Darin vergleiche ich die Reaktion von Selbstständigen auf die Frage nach dem Ruhestand mit dem Verhalten und den Aussagen von Thomas Gottschalk und der Klarinettistin Sabine Meyer. Über Reaktionen, Kommentare und Weitergabe freue ich mich sehr.

Ausblick und Termine

Hier in der Übersicht die nächsten geplanten Termine und Angebote :

Lass mich wissen, ob wir im Gespräch für dich klären können, was am besten für dich passt.

Mein Wunsch für dich

Ultreia: Geh weiter, geh über dich hinaus, geh an deine Grenzen! Lebe das von dir, was du verstanden hast. Auch wenn es dir wenig erscheint: lebe es!

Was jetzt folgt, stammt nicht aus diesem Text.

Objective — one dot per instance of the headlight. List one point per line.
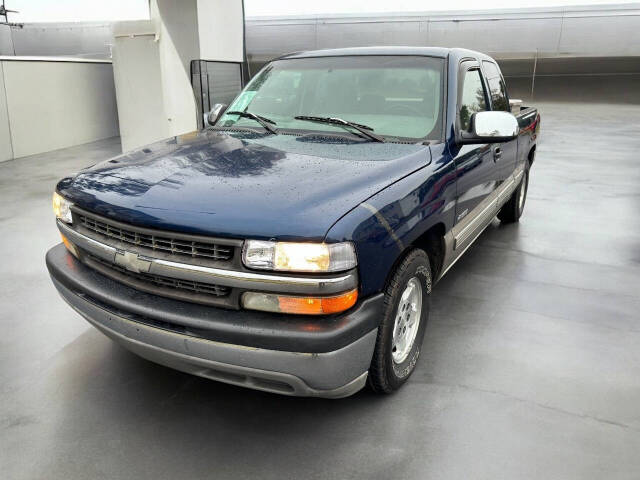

(Ultreia: Grußwort aus dem Spanischen (vom lateinischen) „eia ultra“ = vorwärts, wird auch von Pilgern auf dem Jakobsweg genutzt.)
(angelehnt an ein Zitat von Frère Roger: „Lebe das, was du vom Evangelium verstanden hast. Und wenn es noch so wenig ist. Aber lebe es.“)

 

Eine entspannte Adventszeit, Frohe Weihnachten im Kreis deiner Lieben und einen gelingenden Start ins Neue Jahr! Möge dir in 2026 alles mit Freude gelingen, was dir wirklich wichtig ist!